James Watson wrote > I you define correctness as passing all tests, creating a > new test that exposed an existing issue (with regard to > specifications) would make the code incorrect.
And why would we create a new test?
> > How are implementations normally checked against > > specs? ... > > Testing.
So normally tests represent the specification?
> How is this incompatible with what I am arguing?
The only way we can validate a program 'meets all requirements' is to ask someone "is this what you wanted?".
We can verify that a program is 'correct' by demonstrating that it satisfies the spec.

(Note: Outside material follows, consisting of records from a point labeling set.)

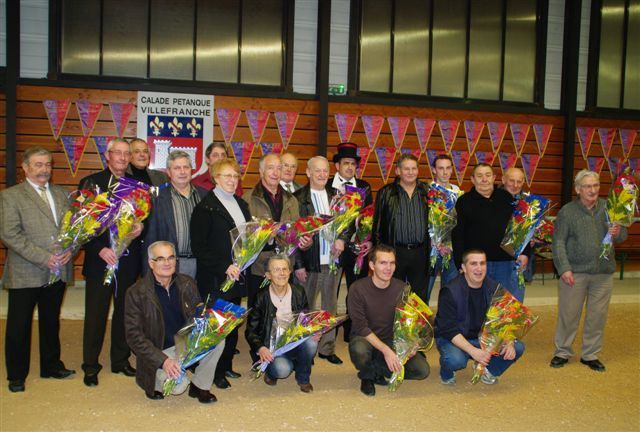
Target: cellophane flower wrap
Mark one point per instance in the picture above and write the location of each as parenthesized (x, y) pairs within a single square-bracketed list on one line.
[(442, 220), (199, 337), (289, 331), (89, 215), (621, 207), (133, 201), (507, 320), (248, 240), (363, 234), (345, 208), (412, 332)]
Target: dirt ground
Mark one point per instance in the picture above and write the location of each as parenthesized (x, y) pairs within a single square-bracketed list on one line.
[(530, 396)]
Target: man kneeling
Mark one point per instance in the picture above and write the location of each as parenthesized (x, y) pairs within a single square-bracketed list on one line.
[(280, 301), (156, 307), (372, 303), (462, 307)]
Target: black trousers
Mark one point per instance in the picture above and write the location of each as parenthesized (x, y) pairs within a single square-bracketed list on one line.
[(22, 303)]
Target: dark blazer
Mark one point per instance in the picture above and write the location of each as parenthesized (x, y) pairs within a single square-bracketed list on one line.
[(211, 245)]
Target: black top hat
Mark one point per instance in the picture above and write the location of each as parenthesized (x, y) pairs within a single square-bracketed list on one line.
[(347, 150)]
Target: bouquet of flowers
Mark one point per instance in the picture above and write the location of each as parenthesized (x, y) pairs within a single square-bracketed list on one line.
[(199, 337), (247, 241), (412, 331), (621, 206), (507, 320), (364, 225), (290, 331), (442, 220)]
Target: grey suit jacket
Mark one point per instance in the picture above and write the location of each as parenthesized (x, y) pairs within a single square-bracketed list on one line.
[(28, 229)]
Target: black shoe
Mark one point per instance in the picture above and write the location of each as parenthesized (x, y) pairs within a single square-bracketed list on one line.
[(595, 365), (558, 362), (367, 387), (58, 374), (16, 386), (331, 358)]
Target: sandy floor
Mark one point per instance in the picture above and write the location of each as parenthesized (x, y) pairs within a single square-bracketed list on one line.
[(531, 396)]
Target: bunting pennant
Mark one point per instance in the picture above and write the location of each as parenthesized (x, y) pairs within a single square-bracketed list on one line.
[(345, 124), (385, 157), (424, 127), (398, 126), (496, 133), (449, 131), (120, 113), (286, 124), (606, 139), (88, 113), (242, 150), (585, 137), (519, 134), (529, 166), (460, 163), (372, 127), (228, 120), (542, 133), (57, 111), (473, 130), (257, 122), (73, 147), (627, 137)]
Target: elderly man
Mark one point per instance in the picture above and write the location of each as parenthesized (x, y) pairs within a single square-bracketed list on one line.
[(372, 304), (172, 209), (99, 254), (313, 271), (584, 275), (30, 213), (157, 307), (462, 307), (400, 220)]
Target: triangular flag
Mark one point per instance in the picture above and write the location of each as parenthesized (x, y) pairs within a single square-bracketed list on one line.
[(424, 127), (345, 124), (460, 163), (449, 131), (595, 163), (606, 139), (228, 120), (57, 111), (507, 160), (627, 137), (585, 137), (385, 157), (473, 130), (257, 122), (529, 166), (519, 134), (73, 147), (398, 126), (120, 113), (268, 148), (496, 133), (243, 150), (286, 124), (542, 133), (88, 113), (101, 145), (372, 127)]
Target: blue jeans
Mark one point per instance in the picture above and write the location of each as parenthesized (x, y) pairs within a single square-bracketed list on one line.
[(298, 359), (453, 358)]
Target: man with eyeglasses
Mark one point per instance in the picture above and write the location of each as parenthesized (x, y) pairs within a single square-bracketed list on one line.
[(157, 307), (172, 209), (98, 254)]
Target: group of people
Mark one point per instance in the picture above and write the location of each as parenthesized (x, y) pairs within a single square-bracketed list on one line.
[(181, 255)]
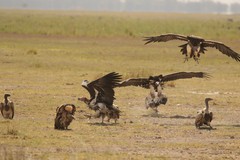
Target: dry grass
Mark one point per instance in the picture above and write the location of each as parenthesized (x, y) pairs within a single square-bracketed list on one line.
[(42, 72)]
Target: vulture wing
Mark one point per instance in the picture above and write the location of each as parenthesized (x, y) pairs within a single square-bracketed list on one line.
[(222, 48), (184, 75), (165, 38), (90, 89), (104, 86), (142, 82)]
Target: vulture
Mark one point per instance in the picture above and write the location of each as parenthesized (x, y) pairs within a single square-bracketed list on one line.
[(102, 96), (204, 116), (194, 45), (155, 83), (64, 116), (7, 107)]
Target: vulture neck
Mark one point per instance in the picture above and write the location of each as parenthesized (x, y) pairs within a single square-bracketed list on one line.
[(207, 106), (6, 100)]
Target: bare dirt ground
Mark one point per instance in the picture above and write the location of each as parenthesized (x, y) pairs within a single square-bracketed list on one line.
[(40, 82)]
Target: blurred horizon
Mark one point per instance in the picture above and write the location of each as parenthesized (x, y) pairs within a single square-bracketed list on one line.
[(177, 6)]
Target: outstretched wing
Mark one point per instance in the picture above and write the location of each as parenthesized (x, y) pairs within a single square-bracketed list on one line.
[(105, 85), (142, 82), (165, 38), (222, 48), (184, 75)]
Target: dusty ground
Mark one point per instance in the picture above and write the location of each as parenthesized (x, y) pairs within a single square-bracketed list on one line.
[(43, 72)]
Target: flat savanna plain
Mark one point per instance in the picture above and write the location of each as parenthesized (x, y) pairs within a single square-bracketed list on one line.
[(46, 55)]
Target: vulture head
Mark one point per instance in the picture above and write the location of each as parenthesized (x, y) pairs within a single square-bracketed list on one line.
[(6, 96), (84, 99)]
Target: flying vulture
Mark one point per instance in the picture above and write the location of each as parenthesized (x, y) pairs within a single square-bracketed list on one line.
[(102, 96), (204, 116), (64, 116), (194, 46), (155, 84), (7, 107)]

> > When we use tests to check the program conforms to > > spec, and the program passes all tests, and we're using > > an ordinary definition of program correctness, then the > > program is obviously 'correct'. > > If all tests pass, it doesn't mean that the spec is > completely satisfied unless the spec is defined by the > tests.
It isn't true unless it's true! What a tortuous way to avoiding saying - if the spec is defined by tests and all the tests pass then the spec is completely satisfied.
> In practical terms, it's possible to test a program and > have a good confidence in it's correctness. But you can > never prove a program to be correct in the terms that > Achilleas Margaritis describes as "proving correctness > means to mathematically prove that a piece of software > does what it should do." And this the commonly understood > defintion between myself and Achilleas when you decided to > start an argument about what correct means.
You can never mathematically prove a program to be correct when your idea of 'correct' is 'meets all requirements' - it's a category error - 'meets all requirements' is outside the formal domain of mathematics.